Gigagnathe
Données PDA
Gigagnathe (appellation provisoire : *megamya sudacna*, grande palourde mordeuse). Énorme palourde omnivore disposant d'une stratégie de défense et d'alimentation dangereuse.
1. Palourde
À l'instar des bivalves terriens, le corps de la gigagnathe est composé de deux coquilles minérales reliées par de puissants muscles adducteurs. Ses organes principaux, comme l'appareil digestif, le cœur et les branchies, se trouvent à l'intérieur.
2. Manteau
Le manteau (l'élément qui forme également la peau extérieure des calmars) sécrète une matrice de bioplastiques sur laquelle se forme la solide coquille en carbonate de calcium. Des dizaines d'années, voire des centaines, sont nécessaires pour atteindre les proportions gigantesques des coquilles de gigagnathes adultes. L'intérieur du manteau est couvert d'yeux sensibles à la lumière.
3. Réflexe de fermeture
En cas de dérangement des tendons des muscles adducteurs, la coquille se referme et piège les proies à l'intérieur. L'individu sécrète alors une neurotoxine à base d'acide domoïque. Symptômes probables : lésions nerveuses, pertes de mémoire à court terme, mort.

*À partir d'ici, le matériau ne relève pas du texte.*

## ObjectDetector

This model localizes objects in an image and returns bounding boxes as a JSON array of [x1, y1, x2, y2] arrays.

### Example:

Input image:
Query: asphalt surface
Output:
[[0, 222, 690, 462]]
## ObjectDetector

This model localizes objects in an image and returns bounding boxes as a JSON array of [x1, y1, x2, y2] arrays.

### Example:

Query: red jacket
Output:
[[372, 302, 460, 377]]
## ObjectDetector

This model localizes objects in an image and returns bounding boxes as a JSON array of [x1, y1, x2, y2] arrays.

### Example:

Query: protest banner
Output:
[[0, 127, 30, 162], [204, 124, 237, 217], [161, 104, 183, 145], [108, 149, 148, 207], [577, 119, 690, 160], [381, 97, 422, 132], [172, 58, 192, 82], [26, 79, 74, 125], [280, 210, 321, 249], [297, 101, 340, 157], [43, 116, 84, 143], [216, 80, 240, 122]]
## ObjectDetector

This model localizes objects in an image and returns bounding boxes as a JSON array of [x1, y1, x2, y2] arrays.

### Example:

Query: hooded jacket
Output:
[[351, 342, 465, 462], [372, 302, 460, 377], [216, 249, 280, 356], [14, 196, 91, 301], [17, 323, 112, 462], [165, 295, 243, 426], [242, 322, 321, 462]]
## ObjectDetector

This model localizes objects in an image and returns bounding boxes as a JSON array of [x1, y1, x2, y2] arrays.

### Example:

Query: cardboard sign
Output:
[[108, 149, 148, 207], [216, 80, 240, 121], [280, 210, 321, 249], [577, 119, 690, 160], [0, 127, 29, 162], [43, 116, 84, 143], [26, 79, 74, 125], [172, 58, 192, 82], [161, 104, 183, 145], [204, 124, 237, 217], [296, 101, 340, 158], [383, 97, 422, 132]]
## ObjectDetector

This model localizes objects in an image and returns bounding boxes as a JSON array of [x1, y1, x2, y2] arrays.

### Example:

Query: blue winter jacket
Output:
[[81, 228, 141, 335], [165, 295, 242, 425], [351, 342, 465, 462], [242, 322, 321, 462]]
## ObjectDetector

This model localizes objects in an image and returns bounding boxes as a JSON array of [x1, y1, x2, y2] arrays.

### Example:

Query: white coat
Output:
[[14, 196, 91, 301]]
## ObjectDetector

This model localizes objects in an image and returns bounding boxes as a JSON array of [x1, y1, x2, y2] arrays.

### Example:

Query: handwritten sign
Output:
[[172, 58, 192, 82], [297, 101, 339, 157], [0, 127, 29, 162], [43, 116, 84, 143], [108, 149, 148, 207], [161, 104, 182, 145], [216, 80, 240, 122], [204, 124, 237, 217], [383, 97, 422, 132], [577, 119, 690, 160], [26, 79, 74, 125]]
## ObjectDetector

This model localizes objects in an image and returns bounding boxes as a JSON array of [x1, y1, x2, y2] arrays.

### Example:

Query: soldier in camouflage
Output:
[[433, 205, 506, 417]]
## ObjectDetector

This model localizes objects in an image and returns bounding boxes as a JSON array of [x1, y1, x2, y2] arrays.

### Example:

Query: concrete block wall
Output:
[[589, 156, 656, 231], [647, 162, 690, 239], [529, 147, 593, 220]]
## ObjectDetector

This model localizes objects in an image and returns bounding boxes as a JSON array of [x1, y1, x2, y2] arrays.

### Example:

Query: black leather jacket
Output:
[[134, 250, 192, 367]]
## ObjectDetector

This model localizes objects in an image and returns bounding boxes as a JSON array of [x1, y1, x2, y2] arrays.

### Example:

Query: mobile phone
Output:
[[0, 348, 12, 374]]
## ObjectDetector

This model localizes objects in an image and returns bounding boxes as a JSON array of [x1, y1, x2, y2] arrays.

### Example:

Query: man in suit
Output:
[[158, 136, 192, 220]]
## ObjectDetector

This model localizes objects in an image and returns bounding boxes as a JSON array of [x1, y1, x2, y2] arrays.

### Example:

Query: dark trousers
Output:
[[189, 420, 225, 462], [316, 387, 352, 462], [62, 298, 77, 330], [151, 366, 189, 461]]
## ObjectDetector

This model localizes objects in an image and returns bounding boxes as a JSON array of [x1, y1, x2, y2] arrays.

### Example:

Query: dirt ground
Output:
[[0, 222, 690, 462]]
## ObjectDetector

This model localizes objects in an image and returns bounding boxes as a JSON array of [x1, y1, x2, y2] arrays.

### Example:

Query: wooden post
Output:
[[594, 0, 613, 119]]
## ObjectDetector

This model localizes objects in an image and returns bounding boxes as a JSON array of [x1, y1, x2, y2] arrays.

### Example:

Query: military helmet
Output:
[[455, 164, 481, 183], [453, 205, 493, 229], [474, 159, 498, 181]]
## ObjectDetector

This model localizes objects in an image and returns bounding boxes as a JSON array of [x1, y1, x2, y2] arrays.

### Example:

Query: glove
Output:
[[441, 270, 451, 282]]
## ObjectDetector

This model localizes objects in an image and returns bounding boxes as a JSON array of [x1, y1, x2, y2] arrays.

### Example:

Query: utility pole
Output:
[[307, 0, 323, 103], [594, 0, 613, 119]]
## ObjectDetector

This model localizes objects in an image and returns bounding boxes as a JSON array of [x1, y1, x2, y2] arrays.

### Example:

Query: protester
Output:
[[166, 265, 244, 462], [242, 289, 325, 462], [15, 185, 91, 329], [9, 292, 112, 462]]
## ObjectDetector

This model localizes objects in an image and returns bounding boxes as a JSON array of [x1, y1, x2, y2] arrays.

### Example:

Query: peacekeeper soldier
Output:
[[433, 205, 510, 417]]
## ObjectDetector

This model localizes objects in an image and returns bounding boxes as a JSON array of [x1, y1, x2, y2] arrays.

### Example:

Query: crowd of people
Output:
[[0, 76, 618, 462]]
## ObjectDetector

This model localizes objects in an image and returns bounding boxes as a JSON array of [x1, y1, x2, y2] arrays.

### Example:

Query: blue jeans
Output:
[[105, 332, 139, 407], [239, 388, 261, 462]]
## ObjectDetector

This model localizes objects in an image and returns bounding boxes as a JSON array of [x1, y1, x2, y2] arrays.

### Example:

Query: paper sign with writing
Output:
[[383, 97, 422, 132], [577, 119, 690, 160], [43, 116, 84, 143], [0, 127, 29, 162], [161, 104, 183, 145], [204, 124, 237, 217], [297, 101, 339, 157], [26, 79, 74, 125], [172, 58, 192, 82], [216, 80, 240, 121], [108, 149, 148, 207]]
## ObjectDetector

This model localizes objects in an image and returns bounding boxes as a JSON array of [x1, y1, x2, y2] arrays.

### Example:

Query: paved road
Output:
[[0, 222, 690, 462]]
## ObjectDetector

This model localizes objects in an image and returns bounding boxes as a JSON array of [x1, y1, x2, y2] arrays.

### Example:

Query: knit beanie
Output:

4. Stratégie d'alimentation mixte
L'intérieur de la gigagnathe contient de minuscules polypes coralliens, qui se nourrissent de lumière solaire grâce à des bactéries photosynthétiques. Cette photosynthèse constitue probablement le gros de son alimentation.
5. Perles de lithium
La croissance de la gigagnathe s'accompagne d'une bioaccumulation de lithium. Le corps en expulse des nodules pour éviter toute interférence nerveuse. Récupération des nodules recommandée.
6. Jeunesse
Le spécimen scanné est relativement jeune. Impossible d'établir une limite maximale de taille.
Évaluation : source importante de lithium, mais plongée dangereuse. Évitez de toucher les tendons. Assurez-vous d'avoir récemment réalisé un scan de votre corps.